Disturbingly, police failed to act against Guede, despite having clear evidence of him committing break-ins or burglaries - some of them armed with a knife - at least three times in the weeks leading to Meredith's murder.

On September 27, 2007 - five weeks before the killing - Perugia bar tender Cristian Tramantano heard a noise downstairs in his home and found Guede wandering around with a large knife.

Tramantano recognised Guede from his work in a nightclub. There was a confrontation between the two, ending when Guede ran away.

On four occasions, Tramantano went to Perugia's central police station to report the break-in, identify Guede as the culprit and to detail how the intruder was armed and threatened him. On each occasion, he was ignored and police refused to log his complaint.

The following weekend, there was a break-in at an English-speaking nursery school in Milan in which €2,000 and a digital camera were stolen. The school owner, Maria Antoinette Salvadori del Prato, reported it to her local police station.

Three weeks later, on Saturday, October 27 - one week before the murder - Mrs Prato arrived at the school early in the morning with a locksmith to replace the front door, only to be confronted by Guede standing in the main school entrance.

Police were called and Guede questioned. A stolen laptop, digital camera and a ten-inch kitchen knife were found in his backpack.

But instead of being arrested and charged, Guede was merely escorted to Milan central railway station and placed on a train back to Perugia.

In the interim, on the weekend of October 13, there had been a break-in at the office of lawyers Paolo Brocchi and Luigi Palazzoli in which a first-floor window was smashed - similar to the break-in at Meredith's house.

A computer and other items were stolen. They were later found in Guede's possession but he was neither arrested nor charged.

This series of crimes and the absence of police action has led several of Knox's defence team to believe that Guede was very likely a police informant being protected by someone within the force. If, as one associate of the defence team says, that is the case then it must be investigated, as that failure to act left Guede free to murder Meredith.

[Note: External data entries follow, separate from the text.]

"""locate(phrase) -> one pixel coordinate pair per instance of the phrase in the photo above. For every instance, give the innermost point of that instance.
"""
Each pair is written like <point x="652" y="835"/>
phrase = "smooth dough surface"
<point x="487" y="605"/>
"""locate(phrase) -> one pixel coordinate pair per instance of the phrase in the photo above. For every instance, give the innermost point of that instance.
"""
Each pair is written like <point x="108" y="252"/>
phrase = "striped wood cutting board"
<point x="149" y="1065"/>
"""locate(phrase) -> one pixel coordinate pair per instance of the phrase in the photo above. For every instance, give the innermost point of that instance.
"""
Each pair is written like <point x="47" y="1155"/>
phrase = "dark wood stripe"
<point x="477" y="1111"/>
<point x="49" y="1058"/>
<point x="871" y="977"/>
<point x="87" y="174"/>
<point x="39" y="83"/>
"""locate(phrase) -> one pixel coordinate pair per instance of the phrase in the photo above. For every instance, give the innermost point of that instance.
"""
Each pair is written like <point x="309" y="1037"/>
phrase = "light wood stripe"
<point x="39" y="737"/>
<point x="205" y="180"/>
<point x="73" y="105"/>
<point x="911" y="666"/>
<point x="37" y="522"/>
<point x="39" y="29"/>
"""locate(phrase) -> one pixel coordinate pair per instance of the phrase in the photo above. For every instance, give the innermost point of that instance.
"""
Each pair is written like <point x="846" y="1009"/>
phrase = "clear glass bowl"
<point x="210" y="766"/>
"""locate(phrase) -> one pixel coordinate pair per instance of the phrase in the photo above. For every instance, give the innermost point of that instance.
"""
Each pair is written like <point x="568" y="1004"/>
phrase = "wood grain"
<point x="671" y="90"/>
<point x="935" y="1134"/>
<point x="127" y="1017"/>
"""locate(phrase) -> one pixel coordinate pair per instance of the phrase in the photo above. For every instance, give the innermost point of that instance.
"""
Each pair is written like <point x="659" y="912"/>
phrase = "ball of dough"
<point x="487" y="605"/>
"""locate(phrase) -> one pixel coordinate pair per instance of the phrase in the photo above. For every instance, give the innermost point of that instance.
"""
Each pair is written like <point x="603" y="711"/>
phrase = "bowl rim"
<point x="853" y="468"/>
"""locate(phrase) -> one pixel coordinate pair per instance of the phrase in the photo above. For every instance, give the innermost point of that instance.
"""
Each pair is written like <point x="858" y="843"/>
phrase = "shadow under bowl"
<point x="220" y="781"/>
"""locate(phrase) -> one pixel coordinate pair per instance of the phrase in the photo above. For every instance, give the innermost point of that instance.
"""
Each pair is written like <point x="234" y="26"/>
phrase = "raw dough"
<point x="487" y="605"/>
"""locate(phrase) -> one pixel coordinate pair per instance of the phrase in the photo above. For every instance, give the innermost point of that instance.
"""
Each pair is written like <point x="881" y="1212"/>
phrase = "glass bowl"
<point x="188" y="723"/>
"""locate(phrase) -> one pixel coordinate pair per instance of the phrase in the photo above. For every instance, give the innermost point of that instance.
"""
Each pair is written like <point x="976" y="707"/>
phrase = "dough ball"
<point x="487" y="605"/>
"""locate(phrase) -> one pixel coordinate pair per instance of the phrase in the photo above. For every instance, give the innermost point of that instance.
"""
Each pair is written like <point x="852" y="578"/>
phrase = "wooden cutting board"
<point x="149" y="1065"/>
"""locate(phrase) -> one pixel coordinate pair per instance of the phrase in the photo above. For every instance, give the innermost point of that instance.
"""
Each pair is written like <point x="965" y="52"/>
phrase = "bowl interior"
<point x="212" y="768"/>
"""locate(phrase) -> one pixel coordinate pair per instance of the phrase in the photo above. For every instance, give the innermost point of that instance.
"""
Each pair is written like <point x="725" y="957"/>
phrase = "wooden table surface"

Knox's accusation that Perugia bar owner Patrick Lumumba was the killer and her confession to being in the house at the time will also be examined.

It is now known that Knox was interrogated for nearly 53 hours over five days, part of the time without a lawyer present. Italian law is clear: a suspect must not be interrogated without a lawyer.

However, Knox's interrogation fell into an uncertain area of the law because she went voluntarily to the police station and was initially interviewed as a potential witness, not a suspect.

At some point, she blamed Lumumba for the murder, adding that she had been present. At that time, Knox became a suspect and the interrogation should have been stopped. She should have been told of her rights and provided with a lawyer.

But nobody knows exactly when this happened because there is no video or audio recording of the entire interrogation - in spite of Italian legislation's insistence upon the videotaping of any suspect's interrogation.

According to her defence team, Knox was 'brainwashed...pressured into making up a story to satisfy very demanding interrogators'.

Her parents, Curt Knox and Edda Mellas, have publicly claimed that she was threatened and, on at least two occasions, slapped by interrogators - an allegation which has led to them being sued for defamation by a number of Perugian officers.

Mrs Mellas, a maths teacher, and her husband Chris Mellas are now contemplating moving to Italy to ensure they can remain at her side throughout an appeal that may yet prove every bit as seismic and bitter as the original trial.